Maybe the Conservative Party really is changing ...
As I noted a few weeks ago, the Conservative Party's new leader Michael Howard announced he would personally vote in favour when the government's proposed Civil Partnerships bill comes up before the House of Commons. The contrast in the emerging policy of the main British right-of-centre political party in this area with that increasingly being espoused by the American Republican party is beginning to look quite stark. Some of the reasons for these differing approaches are discussed in this Guardian article.
The article also discusses a forthcoming 'gay summit' to be staged by the Conservative Party at the House of Commons during which some of the issues affecting gay people in Britain will be discussed - the ideas behind the summit are further explored in this article.

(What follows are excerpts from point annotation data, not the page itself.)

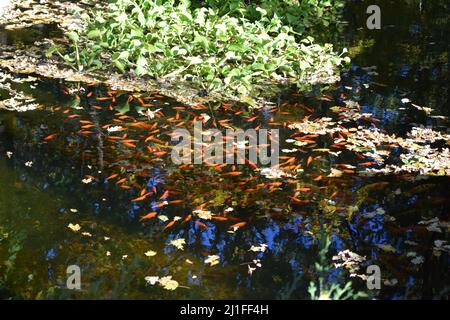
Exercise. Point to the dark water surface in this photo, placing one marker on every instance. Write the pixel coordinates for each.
(46, 154)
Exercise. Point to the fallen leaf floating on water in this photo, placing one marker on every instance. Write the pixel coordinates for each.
(149, 216)
(50, 137)
(74, 227)
(203, 214)
(238, 225)
(212, 260)
(178, 243)
(152, 280)
(150, 253)
(260, 248)
(168, 283)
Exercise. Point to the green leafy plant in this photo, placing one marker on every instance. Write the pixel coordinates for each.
(326, 290)
(231, 49)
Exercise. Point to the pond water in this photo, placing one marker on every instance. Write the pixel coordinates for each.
(61, 166)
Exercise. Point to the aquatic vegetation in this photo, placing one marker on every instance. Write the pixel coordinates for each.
(205, 48)
(86, 178)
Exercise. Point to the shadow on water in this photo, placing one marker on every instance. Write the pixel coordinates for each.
(100, 158)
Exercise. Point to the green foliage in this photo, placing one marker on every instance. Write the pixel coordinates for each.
(301, 15)
(212, 48)
(323, 289)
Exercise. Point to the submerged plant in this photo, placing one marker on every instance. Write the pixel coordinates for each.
(210, 48)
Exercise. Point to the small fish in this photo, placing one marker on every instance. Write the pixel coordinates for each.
(239, 225)
(115, 175)
(149, 216)
(169, 225)
(201, 225)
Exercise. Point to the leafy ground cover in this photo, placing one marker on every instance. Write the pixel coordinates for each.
(244, 52)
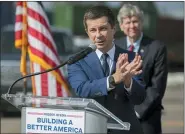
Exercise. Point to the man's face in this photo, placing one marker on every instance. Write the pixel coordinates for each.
(100, 33)
(131, 26)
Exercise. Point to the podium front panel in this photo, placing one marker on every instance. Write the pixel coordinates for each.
(20, 101)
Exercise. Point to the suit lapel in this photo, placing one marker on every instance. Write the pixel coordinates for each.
(124, 40)
(94, 63)
(143, 47)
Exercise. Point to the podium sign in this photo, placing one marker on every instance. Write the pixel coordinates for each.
(41, 114)
(40, 120)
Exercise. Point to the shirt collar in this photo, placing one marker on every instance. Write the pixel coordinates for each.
(111, 52)
(137, 43)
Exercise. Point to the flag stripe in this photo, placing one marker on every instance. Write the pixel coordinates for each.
(37, 79)
(45, 58)
(42, 38)
(44, 82)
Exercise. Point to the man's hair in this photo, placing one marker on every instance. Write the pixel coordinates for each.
(129, 10)
(99, 11)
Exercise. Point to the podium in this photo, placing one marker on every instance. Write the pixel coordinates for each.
(41, 114)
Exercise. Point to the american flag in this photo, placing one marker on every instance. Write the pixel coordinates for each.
(32, 35)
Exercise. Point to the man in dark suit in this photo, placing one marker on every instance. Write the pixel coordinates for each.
(154, 56)
(108, 75)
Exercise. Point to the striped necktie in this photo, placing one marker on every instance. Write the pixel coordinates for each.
(131, 48)
(105, 65)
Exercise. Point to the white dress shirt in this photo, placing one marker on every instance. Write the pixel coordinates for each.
(136, 49)
(110, 61)
(136, 44)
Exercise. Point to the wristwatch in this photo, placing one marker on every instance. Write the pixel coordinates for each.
(111, 81)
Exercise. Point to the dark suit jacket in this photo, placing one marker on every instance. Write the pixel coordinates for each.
(154, 55)
(86, 77)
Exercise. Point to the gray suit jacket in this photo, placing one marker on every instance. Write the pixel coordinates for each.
(154, 56)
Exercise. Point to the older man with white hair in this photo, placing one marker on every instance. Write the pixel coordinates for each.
(154, 56)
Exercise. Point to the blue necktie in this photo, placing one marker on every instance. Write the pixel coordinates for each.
(105, 65)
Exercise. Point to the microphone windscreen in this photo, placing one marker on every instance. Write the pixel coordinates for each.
(93, 47)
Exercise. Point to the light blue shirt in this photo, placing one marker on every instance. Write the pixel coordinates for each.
(136, 44)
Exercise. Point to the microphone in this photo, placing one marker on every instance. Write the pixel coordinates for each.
(71, 60)
(81, 54)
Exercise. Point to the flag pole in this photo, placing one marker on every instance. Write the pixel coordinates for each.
(24, 48)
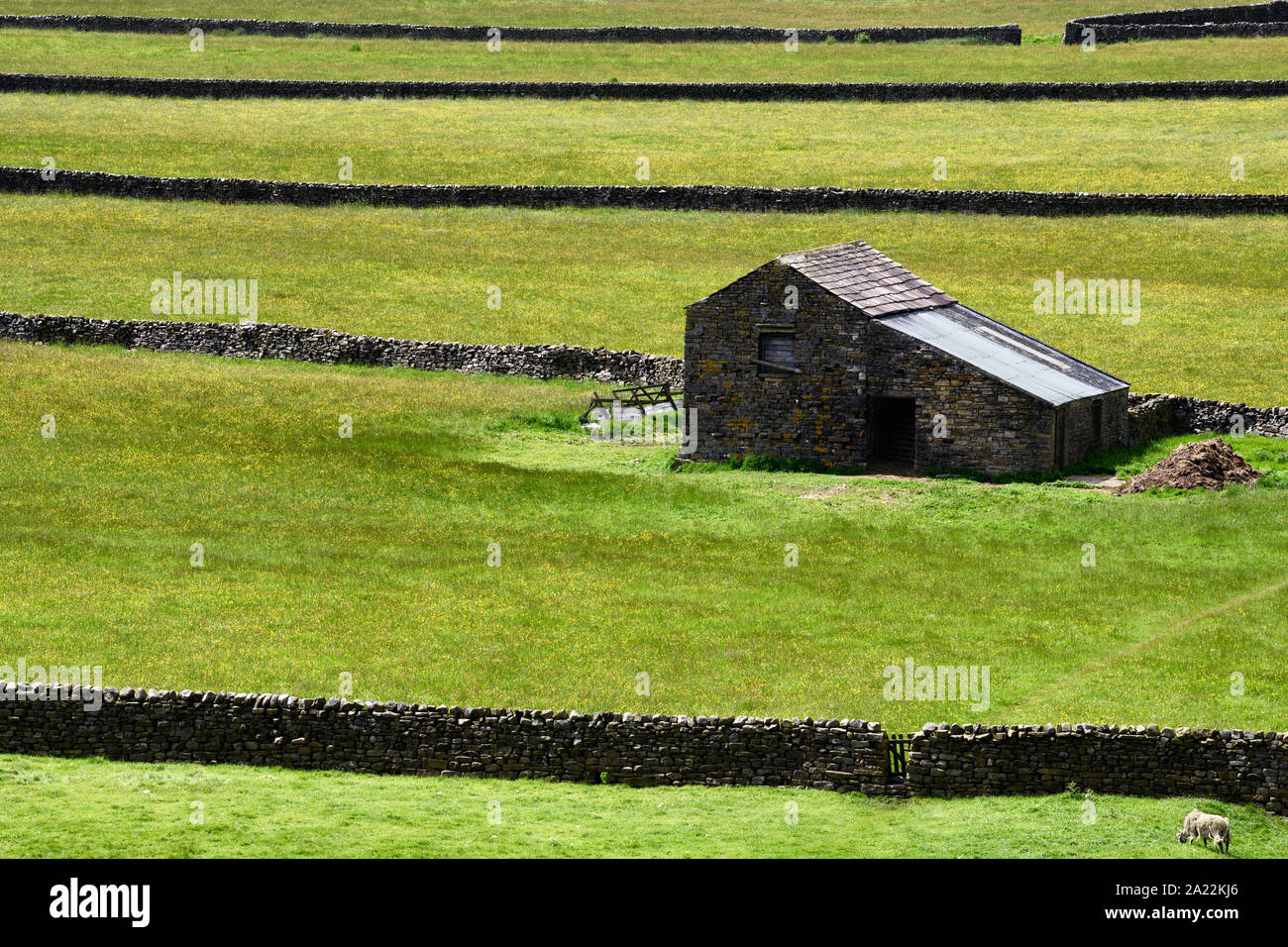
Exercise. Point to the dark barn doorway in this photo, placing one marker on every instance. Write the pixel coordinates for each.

I resigned from the Conservative Party in September 2001 a few days after the last leader, Mr Iain Duncan Smith, was elected to the post - specifically because this had happened. With his replacement a few months ago by Mr Howard, when the Conservative Party had finally come to realise what an electoral millstone they had produced for themselves with Mr Duncan Smith, I was cautiously hopeful that the party had drawn back from imminent political oblivion. I have already been in contact with my local party association, of which I had been a vice chairman until my resignation, to advise them of my changing views and whilst it is too soon to say I am ready to re-join the party, it is certainly becoming a possibility. Fundamentally I remain a 'conservative', but the homophobic policies the party had been indulging its reactionary membership with were completely unacceptable. If a more sensible stance is gradually taking the place of the bigoted policies of both William Hague and Iain Duncan Smith then I may in due course give the party another chance, although whatever happens I shall provide them with no practical assistance other than perhaps paying a membership subscription, in advance of the next general election. The membership locally who voted for Iain Duncan Smith to become leader are still around and I want there to be no misunderstanding that it is they, and those like them elsewhere in the country, who got the party into the mess that Mr Howard may now be in the process of clearing up for them.